Ainsi Mareva est née à Bora Bora d’une maman née à Huahine. Elle est médecin à Paris. Elle m’a adressé ce mail qui raconte une histoire vécue. Son récit, présenté comme une tragédie théâtrale, est vraiment très bien écrit et je lui ai demandé l’autorisation de publier dans le blog. Ce qu’elle a accepté très vite. Voici son texte intégral. C’est une tragédie racinienne qui en respecte les 3 règles : unité de temps, unité de lieu et unité d’action (vieux souvenirs du lycée !) . Bravo à Mareva pour son courage et sa prose pleine de suspense. Ils sont fous ces taote (médecins) de Tahiti qui vivent à Paris ! Pas assez de soleil sans doute !

Ia ora na
Aujourd'hui, j'ai décidé de te faire sourire à travers une de mes mésaventures.

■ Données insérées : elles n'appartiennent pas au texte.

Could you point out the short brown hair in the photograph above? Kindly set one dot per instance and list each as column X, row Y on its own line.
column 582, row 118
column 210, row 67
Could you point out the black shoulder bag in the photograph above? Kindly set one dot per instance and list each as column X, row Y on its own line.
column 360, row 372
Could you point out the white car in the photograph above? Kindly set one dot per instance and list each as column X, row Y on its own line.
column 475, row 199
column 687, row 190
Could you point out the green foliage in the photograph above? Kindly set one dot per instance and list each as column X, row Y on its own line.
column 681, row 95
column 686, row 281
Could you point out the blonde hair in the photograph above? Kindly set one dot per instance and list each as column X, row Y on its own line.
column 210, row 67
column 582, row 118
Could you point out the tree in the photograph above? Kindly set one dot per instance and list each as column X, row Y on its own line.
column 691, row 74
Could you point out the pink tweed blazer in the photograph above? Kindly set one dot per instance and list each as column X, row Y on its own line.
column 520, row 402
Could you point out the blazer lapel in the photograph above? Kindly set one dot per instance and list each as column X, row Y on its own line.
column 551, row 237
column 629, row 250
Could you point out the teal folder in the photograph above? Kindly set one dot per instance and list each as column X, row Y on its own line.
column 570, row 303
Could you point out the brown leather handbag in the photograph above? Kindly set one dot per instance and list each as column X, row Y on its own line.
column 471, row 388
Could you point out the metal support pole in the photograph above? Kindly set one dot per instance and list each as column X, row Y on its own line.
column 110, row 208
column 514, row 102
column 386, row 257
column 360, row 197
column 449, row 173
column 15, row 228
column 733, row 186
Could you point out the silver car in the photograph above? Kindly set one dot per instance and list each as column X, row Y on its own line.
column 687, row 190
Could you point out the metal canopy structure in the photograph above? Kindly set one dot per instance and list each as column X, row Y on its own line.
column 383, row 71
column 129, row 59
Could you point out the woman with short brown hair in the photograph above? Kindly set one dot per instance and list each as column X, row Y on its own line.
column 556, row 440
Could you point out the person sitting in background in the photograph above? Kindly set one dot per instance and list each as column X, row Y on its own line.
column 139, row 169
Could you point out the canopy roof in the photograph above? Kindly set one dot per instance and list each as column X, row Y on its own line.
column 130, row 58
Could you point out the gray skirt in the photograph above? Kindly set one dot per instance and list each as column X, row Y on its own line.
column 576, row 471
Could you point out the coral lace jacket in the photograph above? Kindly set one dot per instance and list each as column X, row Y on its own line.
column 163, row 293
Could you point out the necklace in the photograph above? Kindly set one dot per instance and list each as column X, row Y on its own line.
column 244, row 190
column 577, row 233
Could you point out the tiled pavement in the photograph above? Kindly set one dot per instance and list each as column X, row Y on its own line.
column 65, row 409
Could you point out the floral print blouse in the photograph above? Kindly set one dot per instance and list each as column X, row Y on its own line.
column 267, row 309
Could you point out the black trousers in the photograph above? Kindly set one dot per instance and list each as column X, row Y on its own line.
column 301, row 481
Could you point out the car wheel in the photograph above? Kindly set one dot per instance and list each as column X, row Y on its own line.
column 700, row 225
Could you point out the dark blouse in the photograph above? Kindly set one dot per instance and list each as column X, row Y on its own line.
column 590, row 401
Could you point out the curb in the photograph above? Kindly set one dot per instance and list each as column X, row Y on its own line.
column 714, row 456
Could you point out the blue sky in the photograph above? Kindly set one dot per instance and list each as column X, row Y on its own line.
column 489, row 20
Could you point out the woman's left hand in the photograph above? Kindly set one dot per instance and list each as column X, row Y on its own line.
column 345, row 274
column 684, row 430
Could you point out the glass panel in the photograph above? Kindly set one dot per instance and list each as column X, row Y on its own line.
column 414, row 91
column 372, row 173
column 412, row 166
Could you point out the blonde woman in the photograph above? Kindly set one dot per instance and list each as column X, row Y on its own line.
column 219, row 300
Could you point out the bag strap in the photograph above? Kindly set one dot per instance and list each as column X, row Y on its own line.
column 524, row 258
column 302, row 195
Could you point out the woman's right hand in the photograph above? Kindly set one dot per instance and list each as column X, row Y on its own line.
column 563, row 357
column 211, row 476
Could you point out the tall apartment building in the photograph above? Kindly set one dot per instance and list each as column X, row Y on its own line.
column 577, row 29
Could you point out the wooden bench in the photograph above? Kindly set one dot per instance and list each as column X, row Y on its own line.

Je n'ai pas ton talent de narratrice, mais je vais m'appliquer.
Pour commencer, je dois te dire, que je ne rate jamais une occasion de faire des c.. . Mon père m'avait surnommée: Urita'ata iti (petit singe) car j'adorais grimper aux arbres. A 58 ans, j'ai encore des comportements de gamine. Après un saut en parachute, une méharée (8 jours à dos de dromadaire) dans le grand sud marocain, un 14 Juillet inoubliable en Provence, un stage de conduite de F1 et bien d'autres encore, ma dernière bêtise en date, j'ai testé le saut à l'élastique, le sport le plus vertigineux après la pétanque !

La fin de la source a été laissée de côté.